In the afternoon, Sean's group is discussing where the energy to melt ice comes from, and there is a suggestion that the energy originates in the sun.  But this seems to be unsatisfying to Sean, who notes that "most of the energy we have ultimately comes from the sun. But there are other suns. Where did that energy come from? The big bang?"  In Roxanne's group discussing the water cycle, she asks: "If we think of it as a cycle, what is our starting point?  What's the bottom?"

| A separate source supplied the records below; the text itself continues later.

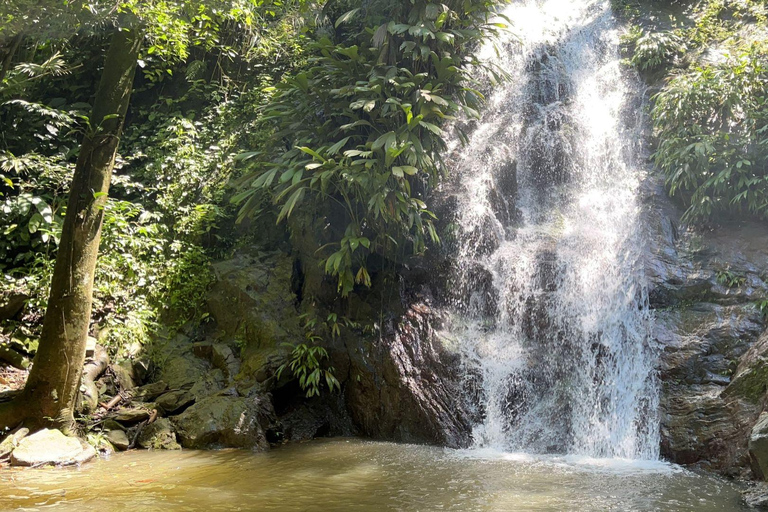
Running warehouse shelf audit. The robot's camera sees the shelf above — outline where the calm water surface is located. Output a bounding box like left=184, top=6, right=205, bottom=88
left=0, top=439, right=742, bottom=512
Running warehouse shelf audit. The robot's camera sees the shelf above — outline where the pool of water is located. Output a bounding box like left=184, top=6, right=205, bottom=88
left=0, top=439, right=744, bottom=512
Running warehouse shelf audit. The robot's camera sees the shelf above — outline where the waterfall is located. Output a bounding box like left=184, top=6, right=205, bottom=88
left=450, top=0, right=659, bottom=459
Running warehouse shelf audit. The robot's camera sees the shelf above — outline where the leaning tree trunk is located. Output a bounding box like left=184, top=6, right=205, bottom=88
left=0, top=26, right=142, bottom=430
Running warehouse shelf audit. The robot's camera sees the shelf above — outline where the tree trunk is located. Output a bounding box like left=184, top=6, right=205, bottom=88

This issue of how to temporally bound an energetic process story seems to me to be analogous to (although not exactly the same as) the issue of how to spatially bound an energetic process, i.e., how to define a system.  The question of how to use the concept of energy in a useful way is intricately tied to the definition of a system, since it is only by knowing where the system boundaries exist that one can talk about energy conservation or energy degradation (where is it conserved?  from where is it degrading?).  Likewise, defining a temporal system involves making an arbitrary decision about what will be relevant or significant for the purpose at hand.  If one does not make that decision, any energetic process is virtually unlimited in scope.  There is nothing absolute about either decision - the temporal bounding decision or the spatial bounding decision - and I suspect that discomfort in making either decision is only overcome with a lot of practice (and perhaps substantial exposure to physics).  Recognizing that the temporal and spatial assignments are arbitrary and chosen based on the particular problem being explored seems like a pretty important step toward developing a working facility with the energy toolbox.

3 comments:

  1. You say that the discomfort in making each decision is overcome with practice, and I wonder if what this really means is that with practice, you learn what bounds physicists typically use. So this might be a case where it's particularly easy to see that it's not just about skills, it's about community norms, and what kinds of questions (and answers) physicists think are the useful ones to think about.

    ReplyDelete
    Replies
    1. I was thinking just the same thing. This post reminds me of a road-trip conversation that Sam, Krishna, and I had last weekend as I asked them how they would have responded to some of the questions that were asked when I led our Tuesday-night Teaching Seminar earlier this quarter: Why is a neutron neutral? Why is radioactive decay random? A bunch of questions that I don't have an answer to...and for which not knowing the answer doesn't keep me up at night in the way that not knowing the answer to some other things does. That also feels like a community norms thing to me.

      Delete
  2. Ben,
    Is it easy for you to find the episodes where the teachers are talking about this stuff and put them up in this post?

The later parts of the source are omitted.